The consolidation and conditions for the transfer of copyright (identification of authorship) is carried out in the License Agreement. In particular, the authors reserve the right to the authorship of their manuscript and transfer the first publication of this work to the journal under the terms of the Creative Commons CC BY license. At the same time, they have the right to conclude on their own additional agreements concerning the non-exclusive distribution of the work in the form in which it was published by this journal, but provided that the link to the first publication of the article in this journal is preserved.
A license agreement is a document in which the author warrants that he/she owns all copyright for the work (manuscript, article, etc.).
The authors, signing the License Agreement with TECHNOLOGY CENTER PC, have all rights to the further use of their work, provided that they link to our edition in which the work was published.

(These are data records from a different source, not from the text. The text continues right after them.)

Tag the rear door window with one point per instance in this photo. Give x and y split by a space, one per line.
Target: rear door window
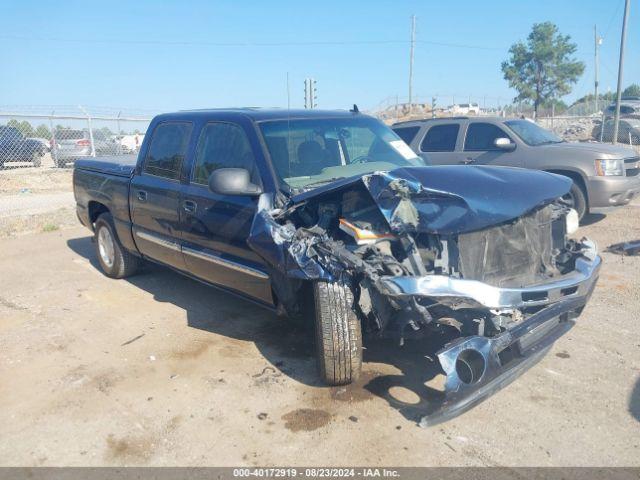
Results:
167 149
481 137
441 138
407 133
223 145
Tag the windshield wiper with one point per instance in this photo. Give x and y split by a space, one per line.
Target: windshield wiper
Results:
321 182
548 142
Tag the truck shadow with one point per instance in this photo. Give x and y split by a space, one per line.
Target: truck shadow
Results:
290 349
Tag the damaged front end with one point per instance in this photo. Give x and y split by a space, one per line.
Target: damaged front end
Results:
481 252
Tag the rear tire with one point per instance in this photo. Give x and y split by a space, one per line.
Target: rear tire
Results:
114 259
578 199
338 333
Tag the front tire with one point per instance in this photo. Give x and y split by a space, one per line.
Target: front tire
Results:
114 259
338 333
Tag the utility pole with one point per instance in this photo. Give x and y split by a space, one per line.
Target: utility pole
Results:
623 39
597 42
310 93
413 41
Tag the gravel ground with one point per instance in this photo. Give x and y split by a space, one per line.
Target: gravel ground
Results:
161 370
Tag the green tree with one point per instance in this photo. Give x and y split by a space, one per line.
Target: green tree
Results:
632 90
542 69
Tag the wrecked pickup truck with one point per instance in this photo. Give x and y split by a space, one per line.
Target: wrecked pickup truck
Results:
328 217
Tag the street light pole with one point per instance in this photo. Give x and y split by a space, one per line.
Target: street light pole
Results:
413 41
623 38
597 43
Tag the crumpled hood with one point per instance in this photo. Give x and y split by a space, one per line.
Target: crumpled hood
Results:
453 199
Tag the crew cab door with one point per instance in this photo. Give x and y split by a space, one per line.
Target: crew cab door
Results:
439 143
479 147
155 194
215 227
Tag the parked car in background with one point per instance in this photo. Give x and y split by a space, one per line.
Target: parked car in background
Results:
603 175
330 218
14 147
70 144
465 109
46 144
628 107
628 131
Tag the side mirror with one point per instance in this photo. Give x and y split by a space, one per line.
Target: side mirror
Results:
504 144
233 181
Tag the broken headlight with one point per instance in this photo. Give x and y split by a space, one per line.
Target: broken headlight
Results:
609 167
572 220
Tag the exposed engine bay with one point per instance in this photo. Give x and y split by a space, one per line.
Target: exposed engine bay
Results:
422 259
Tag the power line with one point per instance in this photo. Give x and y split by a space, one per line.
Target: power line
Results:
185 43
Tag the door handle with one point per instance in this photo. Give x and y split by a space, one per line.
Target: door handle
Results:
189 206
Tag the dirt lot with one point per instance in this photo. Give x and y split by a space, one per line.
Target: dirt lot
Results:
160 370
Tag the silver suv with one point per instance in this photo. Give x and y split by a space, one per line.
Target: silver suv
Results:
603 175
70 144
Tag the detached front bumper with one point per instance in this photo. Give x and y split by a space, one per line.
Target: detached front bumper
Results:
478 366
459 292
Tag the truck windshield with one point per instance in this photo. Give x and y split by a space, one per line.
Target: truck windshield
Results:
532 134
309 152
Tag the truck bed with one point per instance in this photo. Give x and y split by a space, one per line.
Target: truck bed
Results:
119 165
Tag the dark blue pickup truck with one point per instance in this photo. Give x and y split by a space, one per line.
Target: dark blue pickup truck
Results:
330 218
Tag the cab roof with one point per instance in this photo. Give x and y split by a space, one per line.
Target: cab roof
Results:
257 114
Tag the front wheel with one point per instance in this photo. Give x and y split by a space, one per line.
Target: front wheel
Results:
115 260
338 333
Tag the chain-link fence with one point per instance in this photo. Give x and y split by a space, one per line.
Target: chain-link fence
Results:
595 128
56 137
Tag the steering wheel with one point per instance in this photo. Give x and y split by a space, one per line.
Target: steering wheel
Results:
360 159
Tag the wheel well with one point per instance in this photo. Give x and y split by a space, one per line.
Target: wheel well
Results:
95 210
577 179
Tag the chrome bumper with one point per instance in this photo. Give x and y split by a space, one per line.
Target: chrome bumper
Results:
526 343
457 291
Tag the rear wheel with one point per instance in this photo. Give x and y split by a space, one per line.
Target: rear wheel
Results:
576 199
115 260
338 333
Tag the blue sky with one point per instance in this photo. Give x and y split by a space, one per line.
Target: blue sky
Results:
170 55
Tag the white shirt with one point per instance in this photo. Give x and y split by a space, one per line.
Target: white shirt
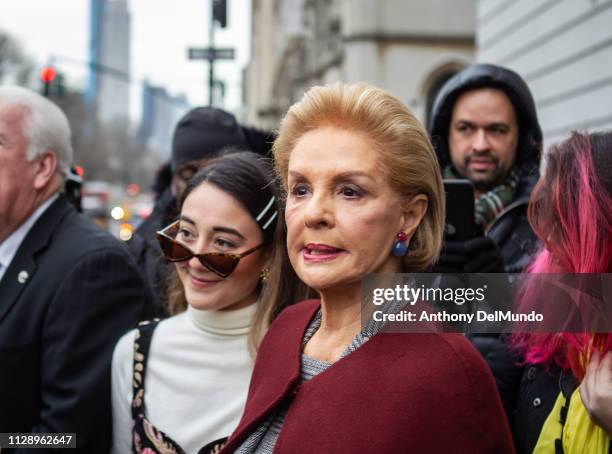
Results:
196 382
9 247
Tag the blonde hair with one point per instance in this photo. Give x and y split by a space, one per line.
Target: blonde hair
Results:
406 154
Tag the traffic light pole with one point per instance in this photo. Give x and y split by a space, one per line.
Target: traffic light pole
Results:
211 62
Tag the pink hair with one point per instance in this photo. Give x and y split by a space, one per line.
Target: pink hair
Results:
571 211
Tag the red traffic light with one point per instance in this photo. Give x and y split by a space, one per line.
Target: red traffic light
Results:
47 74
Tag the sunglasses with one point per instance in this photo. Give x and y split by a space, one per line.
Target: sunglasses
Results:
220 263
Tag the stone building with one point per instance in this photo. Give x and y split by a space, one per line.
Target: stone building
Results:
563 49
409 47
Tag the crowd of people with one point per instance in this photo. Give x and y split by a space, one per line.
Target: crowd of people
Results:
231 322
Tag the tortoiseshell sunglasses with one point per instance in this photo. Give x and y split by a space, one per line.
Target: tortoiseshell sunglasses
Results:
220 263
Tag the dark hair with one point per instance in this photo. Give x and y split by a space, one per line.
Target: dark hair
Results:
249 179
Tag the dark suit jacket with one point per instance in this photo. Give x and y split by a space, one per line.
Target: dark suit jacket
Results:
69 293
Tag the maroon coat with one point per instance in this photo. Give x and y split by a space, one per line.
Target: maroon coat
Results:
397 393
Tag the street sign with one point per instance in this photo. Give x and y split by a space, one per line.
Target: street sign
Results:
206 53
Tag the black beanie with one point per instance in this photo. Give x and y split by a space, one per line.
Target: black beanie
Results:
203 132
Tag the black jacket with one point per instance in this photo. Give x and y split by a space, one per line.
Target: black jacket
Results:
69 293
528 393
510 230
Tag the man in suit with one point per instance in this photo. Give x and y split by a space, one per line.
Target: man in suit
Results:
68 290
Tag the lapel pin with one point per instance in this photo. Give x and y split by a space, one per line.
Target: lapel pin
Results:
22 277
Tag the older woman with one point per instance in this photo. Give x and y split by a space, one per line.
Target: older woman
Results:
364 195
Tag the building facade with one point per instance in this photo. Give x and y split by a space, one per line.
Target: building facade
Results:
160 114
563 49
409 47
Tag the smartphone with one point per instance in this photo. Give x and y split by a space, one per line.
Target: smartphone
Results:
460 224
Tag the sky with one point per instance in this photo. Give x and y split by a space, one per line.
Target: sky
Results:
162 30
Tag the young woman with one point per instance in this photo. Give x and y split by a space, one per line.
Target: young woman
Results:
364 195
181 383
565 398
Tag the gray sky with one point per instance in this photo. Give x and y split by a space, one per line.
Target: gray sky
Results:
161 32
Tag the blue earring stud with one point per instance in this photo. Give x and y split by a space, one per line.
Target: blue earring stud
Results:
400 247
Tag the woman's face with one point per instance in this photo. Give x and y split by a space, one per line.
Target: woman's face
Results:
342 216
214 221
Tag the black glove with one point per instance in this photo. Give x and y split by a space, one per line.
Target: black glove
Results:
478 255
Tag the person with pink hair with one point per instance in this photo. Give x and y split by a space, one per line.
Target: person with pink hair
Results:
564 402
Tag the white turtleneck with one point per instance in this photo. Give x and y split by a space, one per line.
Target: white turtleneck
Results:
196 382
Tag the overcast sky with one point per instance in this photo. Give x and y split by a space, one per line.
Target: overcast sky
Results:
162 30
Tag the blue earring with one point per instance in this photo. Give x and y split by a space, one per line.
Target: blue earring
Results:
399 247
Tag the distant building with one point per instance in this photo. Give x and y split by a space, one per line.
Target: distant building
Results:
563 49
409 47
160 113
109 54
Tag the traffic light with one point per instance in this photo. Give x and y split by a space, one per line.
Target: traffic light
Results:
220 12
47 76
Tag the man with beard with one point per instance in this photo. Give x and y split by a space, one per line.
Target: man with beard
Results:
485 129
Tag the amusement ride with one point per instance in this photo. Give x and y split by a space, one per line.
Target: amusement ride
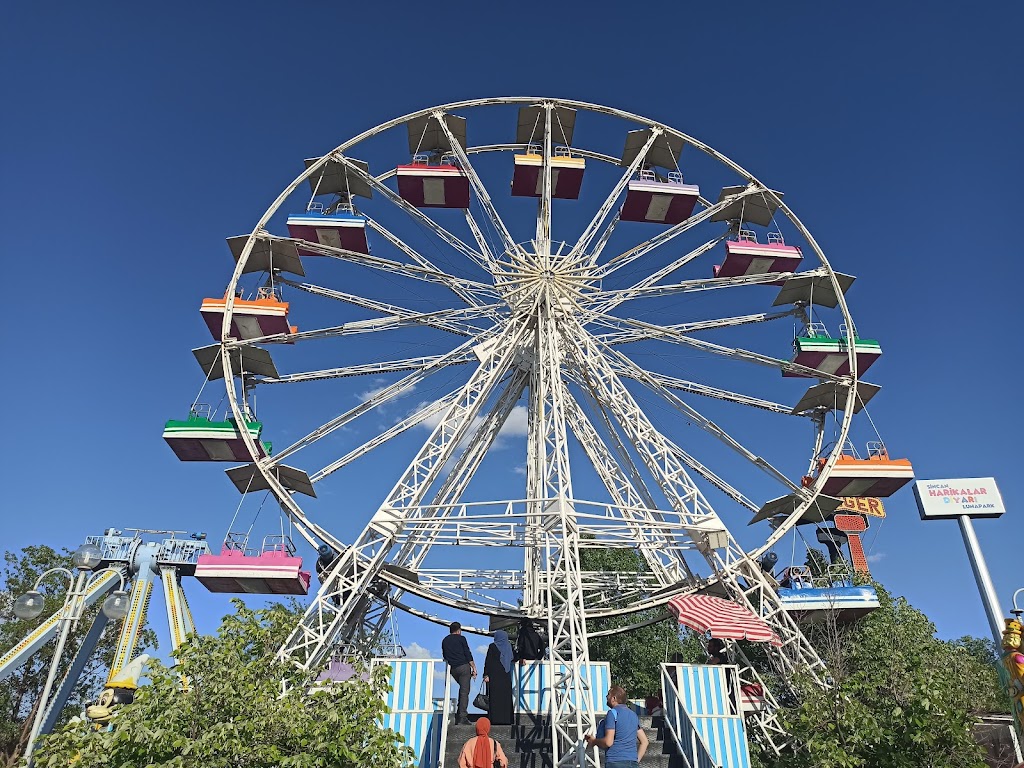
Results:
527 327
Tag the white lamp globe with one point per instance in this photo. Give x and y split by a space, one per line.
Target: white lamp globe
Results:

According to the terms of the License Agreement, the Publisher TECHNOLOGY CENTER PC does not take away your copyrights and receives permission from the authors to use and dissemination of the publication through the world's scientific resources (own electronic resources, scientometric databases, repositories, libraries, etc.).
In the absence of a signed License Agreement or in the absence of this agreement of identifiers allowing to identify the identity of the author, the editors have no right to work with the manuscript.
It is important to remember that there is another type of agreement between authors and publishers – when copyright is transferred from the authors to the publisher. In this case, the authors lose ownership of their work and may not use it in any way.